The NASA will study the polar ice with a laser

The polar caps of the Earth are actively changing, and now NASA is launching a new spaceship to find out how this happens. It is equipped with the most advanced lasers in the world.

NASA has long been launching satellites into orbit to study the poles for a long time. The Agency already has a number of photographing satellites that record how ice changes with time, as well as new GRACE satellites launched last month that record gravity deviations to fix the changing mass of ice beneath the surface.

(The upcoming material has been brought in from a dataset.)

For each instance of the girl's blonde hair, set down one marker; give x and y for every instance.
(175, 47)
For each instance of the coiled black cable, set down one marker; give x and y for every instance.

The new NASA satellite – Ice, Cloud and land Elevation Satellite-2 (ICESat-2) – will approach the problem in a different way. It will send a powerful laser beam from orbit, and the Advanced Topographic Laser Altimeter (ATLAS) will measure the exact height of the Arctic ice.

When the laser beam hits the ice, some of the light will be reflected back into space, where it will be fixed by the satellite ICESat-2. It will measure up to a billionth of a second the time it will take for the light to reach the planet and back.

The laser is capable of firing 10,000 times per second, that is, it can make about 2000 measurements from every mile. This is 50 times more than what the predecessor of this ICESat-1 satellite could do. With this number of measurements, ICESat-2 can give scientists an extremely accurate picture of what happens to glaciers at the poles.